Art de vivre

Voyager, apprécier, respecter

En réponse au surtourisme, l’Organisation mondiale du tourisme lance une campagne de sensibilisation planétaire pour inciter les gens à voyager de façon responsable.

Un graffiti enjoint les touristes de retourner chez eux à Oviedo, dans le nord de l’Espagne. (EPA/ALBERTO MORANTE)

Il y a 20 ans, on recommandait aux vacanciers d’éviter la Corse en juillet et en août : trop de monde, trop coûteux, trop de Corses hargneux pour cause d’invasion de touristes sur leur trop petite île de Beauté.

Si on pouvait déjà parler, à l’époque, de surtourisme, l’expression se vérifie encore plus en 2017, alors que le monde n’a jamais été aussi accessible, et que certaines destinations sont surfréquentées parce que surmédiatisées, entre autres raisons.

Désormais, des villes comme Venise, Palma de Majorque, Dubrovnik ou Barcelone — avant l’attentat de la semaine dernière — voient naître des mouvements citoyens intimant aux touristes de demeurer chez eux, en raison de l’exaspération des résidants face aux tsunamis annuels de visiteurs.

En quelques années, l’Islande est passée du statut de destination marginale à celui d’île survisitée, à cause de la prolifération de vols à très bas tarifs et du succès de la série Le trône de fer — une situation en train de se reproduire dans l’île écossaise de Skye.

Pour contrer ces retombées négatives de la première industrie planétaire, l’Organisation mondiale du tourisme (OMT) — une agence onusienne — vient de lancer la campagne Voyage.Apprécie.Respecte.

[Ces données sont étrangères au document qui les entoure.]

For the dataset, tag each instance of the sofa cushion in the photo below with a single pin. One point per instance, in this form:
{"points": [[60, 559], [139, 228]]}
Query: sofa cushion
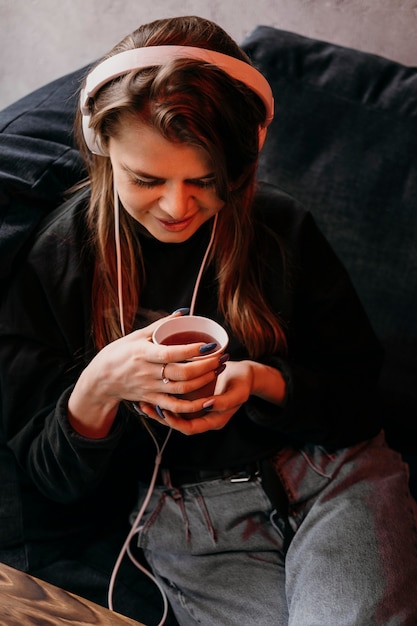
{"points": [[344, 142], [38, 161]]}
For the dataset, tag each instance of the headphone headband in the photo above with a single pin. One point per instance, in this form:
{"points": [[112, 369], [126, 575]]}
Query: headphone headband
{"points": [[148, 56]]}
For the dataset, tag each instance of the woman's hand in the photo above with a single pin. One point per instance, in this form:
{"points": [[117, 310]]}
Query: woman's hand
{"points": [[239, 380], [131, 368]]}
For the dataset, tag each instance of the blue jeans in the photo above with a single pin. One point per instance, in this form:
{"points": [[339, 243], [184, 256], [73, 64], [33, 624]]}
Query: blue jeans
{"points": [[222, 552]]}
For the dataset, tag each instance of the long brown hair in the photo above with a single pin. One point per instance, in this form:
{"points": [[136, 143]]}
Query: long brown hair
{"points": [[197, 103]]}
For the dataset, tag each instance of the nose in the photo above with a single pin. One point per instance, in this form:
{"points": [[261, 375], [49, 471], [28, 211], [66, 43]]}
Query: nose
{"points": [[176, 201]]}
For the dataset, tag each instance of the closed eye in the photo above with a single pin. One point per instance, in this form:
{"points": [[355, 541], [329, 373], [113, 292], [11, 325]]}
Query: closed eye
{"points": [[147, 182]]}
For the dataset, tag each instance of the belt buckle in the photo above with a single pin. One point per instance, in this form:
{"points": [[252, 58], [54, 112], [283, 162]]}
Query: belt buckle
{"points": [[244, 476]]}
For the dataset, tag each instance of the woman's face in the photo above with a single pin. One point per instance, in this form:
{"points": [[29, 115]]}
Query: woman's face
{"points": [[169, 188]]}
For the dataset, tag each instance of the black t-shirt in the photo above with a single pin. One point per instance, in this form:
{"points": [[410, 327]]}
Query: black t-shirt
{"points": [[70, 481]]}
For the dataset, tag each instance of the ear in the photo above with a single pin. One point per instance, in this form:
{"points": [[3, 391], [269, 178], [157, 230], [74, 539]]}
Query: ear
{"points": [[262, 136]]}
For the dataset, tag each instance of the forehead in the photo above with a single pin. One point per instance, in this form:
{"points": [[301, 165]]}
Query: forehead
{"points": [[142, 148]]}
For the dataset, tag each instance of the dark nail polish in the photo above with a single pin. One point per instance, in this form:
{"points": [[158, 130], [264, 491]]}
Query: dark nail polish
{"points": [[159, 411], [208, 347], [220, 369], [183, 311]]}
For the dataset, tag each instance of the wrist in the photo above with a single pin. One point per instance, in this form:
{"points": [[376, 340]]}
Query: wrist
{"points": [[89, 414], [268, 383]]}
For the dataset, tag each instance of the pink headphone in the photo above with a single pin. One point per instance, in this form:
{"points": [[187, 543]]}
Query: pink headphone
{"points": [[138, 58]]}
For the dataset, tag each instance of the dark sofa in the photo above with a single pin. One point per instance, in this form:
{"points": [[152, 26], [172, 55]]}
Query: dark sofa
{"points": [[344, 142]]}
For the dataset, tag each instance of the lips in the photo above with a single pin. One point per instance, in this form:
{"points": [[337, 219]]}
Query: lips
{"points": [[175, 225]]}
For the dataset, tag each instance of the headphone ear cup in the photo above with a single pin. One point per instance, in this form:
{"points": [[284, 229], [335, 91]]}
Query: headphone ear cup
{"points": [[262, 136], [91, 139]]}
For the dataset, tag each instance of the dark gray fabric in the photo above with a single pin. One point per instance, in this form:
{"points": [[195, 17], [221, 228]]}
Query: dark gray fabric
{"points": [[344, 143]]}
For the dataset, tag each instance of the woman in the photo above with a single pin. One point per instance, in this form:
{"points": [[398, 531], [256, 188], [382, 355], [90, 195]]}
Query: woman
{"points": [[282, 504]]}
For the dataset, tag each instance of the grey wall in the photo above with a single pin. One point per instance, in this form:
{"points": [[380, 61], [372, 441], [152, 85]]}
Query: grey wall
{"points": [[43, 39]]}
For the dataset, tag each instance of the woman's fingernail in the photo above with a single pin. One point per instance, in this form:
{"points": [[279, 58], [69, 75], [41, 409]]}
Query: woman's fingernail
{"points": [[160, 412], [182, 311], [220, 369], [224, 358], [208, 347]]}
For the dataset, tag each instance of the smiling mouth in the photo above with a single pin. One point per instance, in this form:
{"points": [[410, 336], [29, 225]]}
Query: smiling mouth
{"points": [[175, 224]]}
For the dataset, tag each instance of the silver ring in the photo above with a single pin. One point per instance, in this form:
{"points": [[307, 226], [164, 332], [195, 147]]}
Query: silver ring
{"points": [[165, 380]]}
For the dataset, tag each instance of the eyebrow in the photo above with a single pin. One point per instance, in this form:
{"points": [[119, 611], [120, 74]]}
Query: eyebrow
{"points": [[141, 174]]}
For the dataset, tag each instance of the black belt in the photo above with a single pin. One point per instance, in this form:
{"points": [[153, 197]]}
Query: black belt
{"points": [[179, 477]]}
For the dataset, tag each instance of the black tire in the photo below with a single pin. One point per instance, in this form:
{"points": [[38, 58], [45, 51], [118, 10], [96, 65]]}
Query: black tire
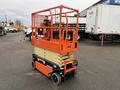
{"points": [[30, 36], [56, 78], [33, 65], [79, 38]]}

Mise sur pied à l’occasion de l’Année internationale du tourisme durable pour l’environnement, celle-ci propose notamment le téléchargement d’un guide de « Conseils pour être un voyageur responsable » [pdf] afin d’acquérir de bons réflexes lors d’un déplacement à l’étranger : respecter la population locale et le patrimoine commun, protéger la planète, soutenir l’économie de l’endroit, s’informer avant de partir…

Tous ces conseils émanent du Code mondial d’éthique du tourisme de l’OMT , adopté en 1999, et qui forme un « cadre de référence fondamental pour le tourisme responsable et durable ».

Les principes directeurs adoptés dans le Code ne s’adressent pas qu’aux particuliers, au contraire : ils servent aussi à « guider les principaux acteurs du développement du tourisme », dont les gouvernements, les entreprises et les destinations elles-mêmes.

Car bien que certains touristes aient souvent des comportements déplorables, on ne peut leur reprocher que 20 navires de croisière s’amarrent le même jour à San Juan (Porto Rico), ou de profiter d’appartements au rabais sur Airbnb ou de vols Montréal-Reykjavik à 99 dollars.

Dans le cadre de la campagne de l’OMT, les touristes sont invités à publier sur les réseaux sociaux leurs photos décrivant des pratiques responsables et durables, relevées en voyageant, en mentionnant @iystd2017 et en accompagnant le tout du mot-clic #travelenjoyrespect. Les photos ainsi publiées défilent dès lors sur le « Mur des voyageurs responsables », sur la page d’accueil du site TravelEnjoyRespect.org.

La campagne sera diffusée en plusieurs langues et déclinée sur de nombreuses plateformes médiatiques d’ici la fin de l’année.